Der türkische Alptraum nimmt kein Ende
Die Behörden in Ankara setzen fast im Wochenrhythmus Deutsche fest, am Sonntag traf es ein Ehepaar. Berlin ist entsetzt – wirkt aber auch hilflos.
BERLIN (dpa) Mittlerweile ist die Ratlosigkeit im Auswärtigen Amt mindestens so groß wie die Empörung. Wenn man nur wüsste, was diese Leute umtreibt, sagt Sprecher Martin Schäfer gestern. „Wir können nur darüber spekulieren.“Diese Leute, damit meint er wohl den türkischen Präsident Recep Tayyip Erdogan, Vertreter des Außenministeriums in Ankara, die türkischen Behörden. Schon wieder wurden am Sonntag in der Türkei deutsche Staatsbürger festgesetzt. Inzwischen seien auch Deutsche betroffen, „die nichts anderes machen wollten als Urlaub“, sagte Schäfer. „Der Alptraum setzt sich fort.“
Gerade mal etwas mehr als eine Woche ist es her, da wurde ein Ehepaar mit türkischen Wurzeln aus Rheinland-Pfalz im Urlaubsort Antalya festgenommen. Diesmal traf es ein deutsches Ehepaar türkischer Abstammung in Istanbul. Sie wurden am Sonntag in Polizeigewahrsam genommen. Man müsse davon ausgehen, dass einer der beiden Ehepartner immer noch von der Polizei festgehalten werde, sagt Schäfer. Gegen die zweite Person sei eine Ausreisesperre verhängt worden. Ob politische Gründe, etwa der Verdacht auf Unterstützung von Terroristen oder Putschisten, dahinter stehen, weiß man nicht.

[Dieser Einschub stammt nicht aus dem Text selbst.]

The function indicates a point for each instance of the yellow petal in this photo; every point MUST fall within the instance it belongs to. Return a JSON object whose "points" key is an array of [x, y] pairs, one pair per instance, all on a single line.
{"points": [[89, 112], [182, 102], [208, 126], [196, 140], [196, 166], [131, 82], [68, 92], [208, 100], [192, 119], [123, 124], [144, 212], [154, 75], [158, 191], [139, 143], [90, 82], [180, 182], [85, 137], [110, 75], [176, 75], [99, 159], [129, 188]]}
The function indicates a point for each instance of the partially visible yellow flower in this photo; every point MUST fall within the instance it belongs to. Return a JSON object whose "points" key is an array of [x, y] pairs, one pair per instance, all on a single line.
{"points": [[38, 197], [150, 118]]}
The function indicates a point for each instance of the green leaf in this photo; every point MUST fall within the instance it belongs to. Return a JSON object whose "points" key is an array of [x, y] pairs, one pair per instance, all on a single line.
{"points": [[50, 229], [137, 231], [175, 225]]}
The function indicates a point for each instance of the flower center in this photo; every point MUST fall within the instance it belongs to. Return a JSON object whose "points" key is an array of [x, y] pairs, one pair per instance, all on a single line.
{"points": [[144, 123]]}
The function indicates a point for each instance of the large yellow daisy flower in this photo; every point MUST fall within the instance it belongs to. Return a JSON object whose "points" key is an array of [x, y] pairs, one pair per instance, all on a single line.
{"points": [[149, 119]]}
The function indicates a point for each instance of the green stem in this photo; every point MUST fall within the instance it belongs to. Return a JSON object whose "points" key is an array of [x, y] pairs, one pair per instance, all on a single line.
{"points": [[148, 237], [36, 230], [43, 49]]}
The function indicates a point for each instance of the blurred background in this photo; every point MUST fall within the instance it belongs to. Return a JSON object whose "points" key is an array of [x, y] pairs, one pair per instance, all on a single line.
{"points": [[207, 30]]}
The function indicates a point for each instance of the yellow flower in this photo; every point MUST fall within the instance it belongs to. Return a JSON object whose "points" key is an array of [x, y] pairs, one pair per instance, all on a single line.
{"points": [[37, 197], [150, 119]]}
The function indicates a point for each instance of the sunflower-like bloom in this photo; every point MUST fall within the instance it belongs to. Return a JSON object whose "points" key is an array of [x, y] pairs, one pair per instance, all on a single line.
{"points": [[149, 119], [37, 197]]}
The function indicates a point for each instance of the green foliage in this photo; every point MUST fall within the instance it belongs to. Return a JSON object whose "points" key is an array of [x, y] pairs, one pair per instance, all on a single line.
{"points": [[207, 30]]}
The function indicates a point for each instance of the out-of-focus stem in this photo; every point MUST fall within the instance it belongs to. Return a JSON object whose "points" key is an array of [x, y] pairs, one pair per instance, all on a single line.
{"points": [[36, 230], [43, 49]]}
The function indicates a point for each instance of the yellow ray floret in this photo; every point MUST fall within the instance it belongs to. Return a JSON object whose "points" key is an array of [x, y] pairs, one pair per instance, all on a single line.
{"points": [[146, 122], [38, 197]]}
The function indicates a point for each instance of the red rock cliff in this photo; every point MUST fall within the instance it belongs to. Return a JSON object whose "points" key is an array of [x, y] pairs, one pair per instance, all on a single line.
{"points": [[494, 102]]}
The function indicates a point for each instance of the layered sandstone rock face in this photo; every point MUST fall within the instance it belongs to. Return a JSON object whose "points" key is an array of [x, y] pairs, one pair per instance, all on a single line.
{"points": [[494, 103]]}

Die türkische Regierung verweist immer wieder darauf, dass sich auch Ausländer in der Türkei an die dortigen Gesetze halten müssten – und dass ein deutscher Pass kein Persilschein ist, der vor Festnahme schützt. Ankara bemängelt, die Bundesregierung zeige kein Verständnis dafür, wie ernst die Bedrohung der Türkei durch Putschisten und Terroristen sei. Anschuldigungen, Deutsche würden als Faustpfand festgenommen, hatte Erdogans Sprecher Ibrahim Kalin vor wenigen Tagen zurückgewiesen.
Während Deutsche in der Türkei hinter Gitter kommen, warnt das türkische Außenministerium seit Samstag vor Reisen nach Deutschland, wo „fremdenfeindliche und rassistische Behandlung“drohe. Darüber müsse man eigentlich schmunzeln – trotz der ernsten Lage, sagt Schäfer. Die deutschen Reisehinweise seien dagegen traurige Realität. In der Türkei seien derzeit mindestens zehn Deutsche wegen politischer Vorwürfe inhaftiert. Darunter etwa der „Welt“-Korrespondent Deniz Yücel, der seit Februar festgehalten wird.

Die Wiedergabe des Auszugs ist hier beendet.